In Le docteur Pascal, Zola describes Angélique as being a blend of the characteristics of her parents to such a degree that no trace of them shows up in the child. Angélique's mother is Sidonie Rougon, who plays a significant (though brief) role in La curée and appears briefly in L'œuvre. (Angélique's father is unknown.) Sidonie is unfeeling and nearly inhuman, a cold, dry woman incapable of love. She is a professional procuress, involved in every shady calling, a seller of "anything and everything."

In Le docteur Pascal (set in 1872), it is revealed that Sidonie has become the austere financial manager of a home for unwed mothers.

==English Translations==
===Expurgated===
- The Dream (1893, tr. Eliza E. Chase, Chatto & Windus)

===Unexpurgated===
1. The Dream (2005, Michael Glencross, Peter Owen)
2. The Dream (2005, Andrew Brown, Hesperus Press)
3. The Dream (2018, Paul Gibbard, Oxford University Press)

==Adaptations==
The novel was dramatized as an opera of the same name in four acts composed by Alfred Bruneau, produced June 18, 1891, at the Opéra-Comique to a libretto by Louis Gallet.
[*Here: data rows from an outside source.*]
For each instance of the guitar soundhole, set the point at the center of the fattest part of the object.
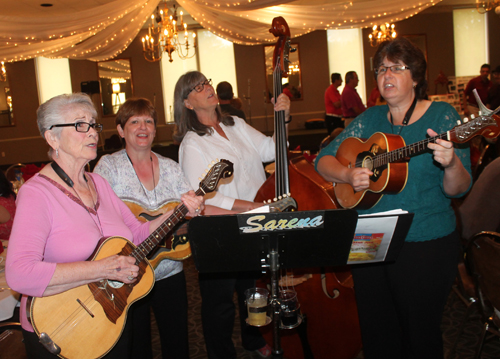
(115, 284)
(367, 163)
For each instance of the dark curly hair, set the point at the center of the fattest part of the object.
(402, 49)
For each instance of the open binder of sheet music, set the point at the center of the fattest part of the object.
(373, 235)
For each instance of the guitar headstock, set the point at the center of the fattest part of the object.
(219, 170)
(486, 126)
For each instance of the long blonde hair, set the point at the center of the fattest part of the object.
(186, 119)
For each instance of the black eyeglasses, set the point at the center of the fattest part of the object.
(81, 126)
(395, 69)
(201, 86)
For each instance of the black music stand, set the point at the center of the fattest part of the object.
(251, 242)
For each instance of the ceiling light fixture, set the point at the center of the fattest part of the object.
(383, 33)
(165, 35)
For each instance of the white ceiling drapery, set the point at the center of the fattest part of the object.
(104, 31)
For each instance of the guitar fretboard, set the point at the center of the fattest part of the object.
(405, 152)
(461, 133)
(180, 212)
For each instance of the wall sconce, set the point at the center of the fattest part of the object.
(3, 72)
(383, 33)
(485, 6)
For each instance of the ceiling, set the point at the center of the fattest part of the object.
(33, 8)
(100, 30)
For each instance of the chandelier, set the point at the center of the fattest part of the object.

It was also adapted as two French films, both called Le Rêve and both directed by Jacques de Baroncelli: one in 1921 (a silent film) and one in 1931.

==Sources==
- Brown, F. (1995). Zola: A life. New York: Farrar, Straus & Giroux.
- Zola, E. Le doctor Pascal, translated as Doctor Pascal by E.A. Vizetelly (1893).
- Zola, E. Le rêve, translated as The Dream by Andrew Brown (Hesperus Press 2005).